We took our Chausson in to RDH for a water ingress check and came away having bought a new Solano T720, this was mainly due to the better layout with the end bathroom and the available storage areas that are not there on the Chausson.
The Chausson was based upon the excellent Renault Master 3 Ltr. which had power to spare. The Solano that we are collecting next week has the Fiat 130 Multijet engine and I would be pleased to hear from anyone with a similar model how it performs fully loaded up to it's maximum 4T.
I did test drive a Solano with the same engine and it seemed to be okay but the van was not loaded up at all.
Excellent service from RDH by the way.


----------



## 38Rover (Nov 9, 2006)

Hi
I have a Solano T710 2 berth end bathroom 3.5 tonne appart from the Fiat problems main problems Judder and leak,leak i fixed myself no water under my bonnet Judder more worring lets see if Fiat come up with a fix before clutch/gbox fail.
Rest of the van is great and the 2.3 seems to have loads of power will cruise at Mway speed limits and plenty more getting about 26/7 mpg but only done 7000km and I tend to put my foot down.
Before this I had a 2006 2.8 fiat based panel van conversion good but the 2.3 is far superior quite flexible a joy to drive and at 7.2 m long that quite a statement.
Colin Frier


----------



## Pusser (May 9, 2005)

I agree with the above. Plus I have had Wow Power fitted by Chelston and now it is even more powerful, more frugal, less noisey althought it was OK to start with, less gear changes and more acceleration at the top end and in top gear. Perfect really.
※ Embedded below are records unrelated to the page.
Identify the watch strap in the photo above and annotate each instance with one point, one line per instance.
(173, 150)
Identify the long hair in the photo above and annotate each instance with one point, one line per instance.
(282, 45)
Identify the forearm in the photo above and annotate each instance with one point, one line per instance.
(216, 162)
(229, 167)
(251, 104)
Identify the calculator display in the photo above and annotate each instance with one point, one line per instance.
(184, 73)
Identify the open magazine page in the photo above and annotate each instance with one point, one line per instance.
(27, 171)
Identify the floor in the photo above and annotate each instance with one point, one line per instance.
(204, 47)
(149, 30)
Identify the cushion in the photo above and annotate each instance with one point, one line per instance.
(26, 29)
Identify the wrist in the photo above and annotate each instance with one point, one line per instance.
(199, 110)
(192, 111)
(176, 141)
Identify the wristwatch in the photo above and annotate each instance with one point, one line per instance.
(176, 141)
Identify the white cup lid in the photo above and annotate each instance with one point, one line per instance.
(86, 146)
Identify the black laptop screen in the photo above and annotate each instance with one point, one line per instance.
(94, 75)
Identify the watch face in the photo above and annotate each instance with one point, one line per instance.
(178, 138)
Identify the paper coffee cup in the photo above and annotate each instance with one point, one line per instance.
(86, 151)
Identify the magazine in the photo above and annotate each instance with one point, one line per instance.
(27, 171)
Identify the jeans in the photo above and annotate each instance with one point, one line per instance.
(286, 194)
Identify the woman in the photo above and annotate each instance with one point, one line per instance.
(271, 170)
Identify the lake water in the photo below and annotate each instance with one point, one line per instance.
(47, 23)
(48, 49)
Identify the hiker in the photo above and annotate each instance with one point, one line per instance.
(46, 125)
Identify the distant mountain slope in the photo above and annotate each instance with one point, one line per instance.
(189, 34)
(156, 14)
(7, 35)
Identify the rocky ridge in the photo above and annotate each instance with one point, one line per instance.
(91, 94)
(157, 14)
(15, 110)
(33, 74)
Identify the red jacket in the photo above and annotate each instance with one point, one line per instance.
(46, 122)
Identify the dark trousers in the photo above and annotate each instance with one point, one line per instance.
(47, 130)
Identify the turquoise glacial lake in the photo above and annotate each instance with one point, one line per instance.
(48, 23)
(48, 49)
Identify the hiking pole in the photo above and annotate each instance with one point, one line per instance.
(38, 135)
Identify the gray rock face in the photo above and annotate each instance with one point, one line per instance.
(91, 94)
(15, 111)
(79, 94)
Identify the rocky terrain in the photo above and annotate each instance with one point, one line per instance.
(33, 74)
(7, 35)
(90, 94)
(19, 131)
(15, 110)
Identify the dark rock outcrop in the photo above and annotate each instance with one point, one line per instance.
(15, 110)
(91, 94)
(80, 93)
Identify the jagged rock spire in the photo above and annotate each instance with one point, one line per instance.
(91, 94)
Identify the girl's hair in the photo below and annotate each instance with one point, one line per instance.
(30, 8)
Handbrake is a joke for position and have often left my testicles behind getting out the cab. Also good to have gibbon length arms to operate it. I have had an extender fitted by Chelston and I believe available from OutdoorBitz.. Bit of a draught from an intake in the door which can be covered up as described somewhere on here.


----------



## MikeCo (Jan 26, 2008)

Thanks for the response to my question, I have now had the new van for a week and have some answers of my own.
The engine performance seems okay but not as good as the Renault and I now have it booked into the garage for 5 recall items to be carried out.
Other items are:

There is a thump underneath when starting.
It does judder when reversing.
The windscreen wipers work full on when they should be on intermittent.
The water pipes to the bathroom are the wrong way round in that the red pipe is the cold water.

Apart from this the layout is excellent and I now have enough storage to take the fishing tackle and the golf clubs.
I have however taken out the table and put in a 600mm dia. one which can be moved around.


----------



## Telbell (May 1, 2005)

> It does judder when reversing.


Always or just up a hill????

If so don't forget Catherine's database :wink:


----------



## Pusser (May 9, 2005)

MikeCo said:


> Thanks for the response to my question, I have now had the new van for a week and have some answers of my own.
> The engine performance seems okay but not as good as the Renault and I now have it booked into the garage for 5 recall items to be carried out.
> Other items are:
> 
> ...


Spooky.... I changed my stand alone table into a pedestal table offset so that when it spins around, differences of space are available and also the spare bed board I turned into another small table for those short stops and night time bed table. Chelston did those alterations for me.

I have only driven in recent years Fiat so I can only compare 1.9TD, 2.8TD and this latest 2.3TD but I could well imagine that the Renault and the Ford are better engines and perhaps the Merc best of all.


----------